One day, my little lion cub, you will be king...

*P.S. Nice photobomb, Eeyore.


Dashing through the snow,
In a red and green dump truck.
This is getting weird,
Seriously, what the...

Sorry, but when you've gone and bought 173 stuffed animals, you don't exactly have the cash lying around for a one-horse open sleigh, y'know?


In this pivotal NFC North matchup, the gritty but undersized Detroit Lions take aim at the mighty Chicago Bears and their massive linebacker...

~ ~ ~

You are not likely to know which ones until it happens, but some of these animals are going to give you moments that will melt your heart. 

Here is my story.

Penny arcade legend has it that only a chosen few have what it takes to succeed at what is commonly called, "The Claw Crane Game." Nationwide, children of all ages pump quarter after quarter after quarter into these games, only to leave the arcade angry, penniless, and possibly in tears. To be sure, this is not a venture one goes into with great expectations.

But on a brisk autumn morning in a northern New England Walmart, I found myself with two quarters in my pocket, a restless 15-month-old in my arms, and the ominous Claw Game by the store exit. So I thought, "Sure, let's see if I can win the little dude something!"

This story does not go where you might think it goes. 

Nope, I did not conquer the mighty claw on my first and only try.

My son did.

And oh man, did my proud goofy heart damn near explode!

Here's what happened... I went over to the machine, and before I could even plunk the coins into the machine, my kiddo reached for the joystick. He didn't really have much of a plan -- just kind of wanted to hold it, jiggle it around a bit, and occasionally tap the button on the top of the it. "Hmmm," I thought. "Maybe I should just let him try it."

So in went the coins. The crane creaked to life, and my son started yanking the joystick every which way as the timer ticked down from 20 seconds. 16 seconds. 12 seconds. 8 seconds.

"Hey buddy, ya gotta push the button, okay?"

5 seconds... 4... 3... 2...

"Um, button?"

Then he did it. He pushed the button.

The claw lowered.

Lowered some more.

Started to close.

Oh. My. God.

Now you have to understand, the crane was near the glass on the right side of the machine when it hooked this green plush ball of some sort. The drop slot was in the front left corner. To me, this meant that the distance the green plush had to travel was pretty much about 2.5 miles before we could call our mission a success. Or at least that's what it felt like. I looked at our son when he latched onto the ball, his wide eyes suggesting that he totally knew what was happening.
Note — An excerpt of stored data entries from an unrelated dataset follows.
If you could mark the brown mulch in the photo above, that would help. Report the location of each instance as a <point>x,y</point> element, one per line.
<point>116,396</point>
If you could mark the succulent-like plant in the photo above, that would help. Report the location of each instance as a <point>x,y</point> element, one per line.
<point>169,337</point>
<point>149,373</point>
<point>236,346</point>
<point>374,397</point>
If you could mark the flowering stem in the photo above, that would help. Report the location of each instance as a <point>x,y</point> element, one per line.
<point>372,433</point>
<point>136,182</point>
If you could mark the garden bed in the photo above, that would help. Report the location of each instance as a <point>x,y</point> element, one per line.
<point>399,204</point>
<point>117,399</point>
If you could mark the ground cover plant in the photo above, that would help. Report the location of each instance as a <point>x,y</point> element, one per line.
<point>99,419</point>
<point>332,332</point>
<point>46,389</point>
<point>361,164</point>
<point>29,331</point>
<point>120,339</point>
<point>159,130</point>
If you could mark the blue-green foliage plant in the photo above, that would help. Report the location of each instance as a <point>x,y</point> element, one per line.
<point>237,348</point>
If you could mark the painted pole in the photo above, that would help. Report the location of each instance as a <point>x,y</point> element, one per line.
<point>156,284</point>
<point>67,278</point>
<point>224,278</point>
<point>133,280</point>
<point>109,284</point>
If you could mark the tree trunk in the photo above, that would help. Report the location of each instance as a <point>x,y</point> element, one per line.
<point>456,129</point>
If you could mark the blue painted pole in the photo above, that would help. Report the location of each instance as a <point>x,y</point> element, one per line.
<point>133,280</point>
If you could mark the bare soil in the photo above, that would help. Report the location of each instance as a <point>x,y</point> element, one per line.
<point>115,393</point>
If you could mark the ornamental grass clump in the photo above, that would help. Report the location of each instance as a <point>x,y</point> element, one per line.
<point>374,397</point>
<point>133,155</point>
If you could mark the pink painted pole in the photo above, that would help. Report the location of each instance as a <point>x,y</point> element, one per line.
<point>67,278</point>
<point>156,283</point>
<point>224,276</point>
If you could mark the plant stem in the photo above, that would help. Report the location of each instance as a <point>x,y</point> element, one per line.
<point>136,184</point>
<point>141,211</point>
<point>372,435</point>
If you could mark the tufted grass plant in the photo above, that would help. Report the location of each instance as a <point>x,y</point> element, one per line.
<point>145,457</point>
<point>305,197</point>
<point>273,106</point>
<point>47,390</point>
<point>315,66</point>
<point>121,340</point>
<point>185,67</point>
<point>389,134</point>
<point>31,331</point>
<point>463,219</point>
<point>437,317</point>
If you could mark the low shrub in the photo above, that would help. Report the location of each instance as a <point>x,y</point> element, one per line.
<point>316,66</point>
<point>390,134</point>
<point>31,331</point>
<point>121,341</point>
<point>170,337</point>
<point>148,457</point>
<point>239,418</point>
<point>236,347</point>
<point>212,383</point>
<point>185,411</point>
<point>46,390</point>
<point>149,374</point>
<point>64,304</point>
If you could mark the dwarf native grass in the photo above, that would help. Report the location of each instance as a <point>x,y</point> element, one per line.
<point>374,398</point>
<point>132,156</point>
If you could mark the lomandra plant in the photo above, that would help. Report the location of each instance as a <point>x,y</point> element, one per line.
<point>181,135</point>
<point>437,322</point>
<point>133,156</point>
The claw's grip looked absolutely flimsy as it painstakingly hauled its catch from right to left, and I found myself whispering Please let him have this, please let him have this, please let him have this...




So this is Greenie. It may be hard to tell, but he is actually a bear. Or at least I think he's a bear. Yup, a bear made out of the cheapest possible felt, and rescued straight outta the hallway of a nearby Walmart. 
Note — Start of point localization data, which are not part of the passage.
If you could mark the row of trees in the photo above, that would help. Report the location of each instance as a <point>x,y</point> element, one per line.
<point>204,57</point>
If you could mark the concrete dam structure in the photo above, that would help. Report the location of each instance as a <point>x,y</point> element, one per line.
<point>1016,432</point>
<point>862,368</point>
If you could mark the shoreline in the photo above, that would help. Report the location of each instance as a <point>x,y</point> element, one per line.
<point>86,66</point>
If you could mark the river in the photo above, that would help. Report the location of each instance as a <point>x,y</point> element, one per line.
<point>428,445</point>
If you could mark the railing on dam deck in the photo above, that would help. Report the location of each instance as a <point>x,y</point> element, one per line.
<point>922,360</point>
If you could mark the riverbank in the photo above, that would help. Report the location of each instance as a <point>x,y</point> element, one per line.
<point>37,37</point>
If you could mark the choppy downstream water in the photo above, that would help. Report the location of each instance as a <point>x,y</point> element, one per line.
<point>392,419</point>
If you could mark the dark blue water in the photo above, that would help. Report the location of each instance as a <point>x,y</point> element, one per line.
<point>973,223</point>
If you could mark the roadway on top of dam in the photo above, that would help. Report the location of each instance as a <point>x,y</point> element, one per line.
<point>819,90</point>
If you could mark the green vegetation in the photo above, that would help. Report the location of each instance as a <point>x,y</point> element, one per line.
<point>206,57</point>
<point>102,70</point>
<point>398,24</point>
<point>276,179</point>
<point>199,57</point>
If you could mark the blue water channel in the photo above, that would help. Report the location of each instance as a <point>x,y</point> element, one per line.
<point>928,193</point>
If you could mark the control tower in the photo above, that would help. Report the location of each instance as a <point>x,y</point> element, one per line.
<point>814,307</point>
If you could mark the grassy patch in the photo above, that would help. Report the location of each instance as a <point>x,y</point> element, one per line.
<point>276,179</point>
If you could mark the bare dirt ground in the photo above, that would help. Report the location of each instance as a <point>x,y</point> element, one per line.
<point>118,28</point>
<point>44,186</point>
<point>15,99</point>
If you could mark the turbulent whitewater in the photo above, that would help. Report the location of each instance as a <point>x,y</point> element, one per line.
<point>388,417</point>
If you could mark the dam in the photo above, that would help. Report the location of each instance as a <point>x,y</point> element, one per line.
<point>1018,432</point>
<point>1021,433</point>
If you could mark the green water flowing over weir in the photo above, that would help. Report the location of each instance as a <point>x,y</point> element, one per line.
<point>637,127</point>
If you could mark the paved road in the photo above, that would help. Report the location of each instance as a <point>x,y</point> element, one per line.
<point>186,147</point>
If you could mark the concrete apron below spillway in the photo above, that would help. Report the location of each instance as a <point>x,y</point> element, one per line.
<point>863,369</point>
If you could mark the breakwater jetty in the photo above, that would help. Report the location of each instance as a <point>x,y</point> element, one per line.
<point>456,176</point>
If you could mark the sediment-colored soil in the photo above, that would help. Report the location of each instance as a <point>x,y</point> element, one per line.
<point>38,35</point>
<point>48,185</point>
And he is one of my very favorites. 

Not even joking, if his cheap felt ever tears or his thin stitches pop, I will take sewing classes just so I can learn how to fix him.

After all, I am the Zookeeper.

No one here gets dinged up on my watch!

So yeah, 173 stuffed animals. Way too many.

But shoot me an email if you have any leads on either a pelican or a bighorn sheep, 'cause we're totally looking!

We could also use a gopher. Preferably one that dances to Kenny Loggins songs.




  1. Awesome, Erik! Miss you guys and your entire zoo!!!! Big hugs to all of you, and please give an extra big cuddle to your little Z-man from his auntie Lili!!!

  2. That's the best!!!

  3. Wonderful fun! And BTW, check out "Scoop" the beanie baby pelican--pretty cute!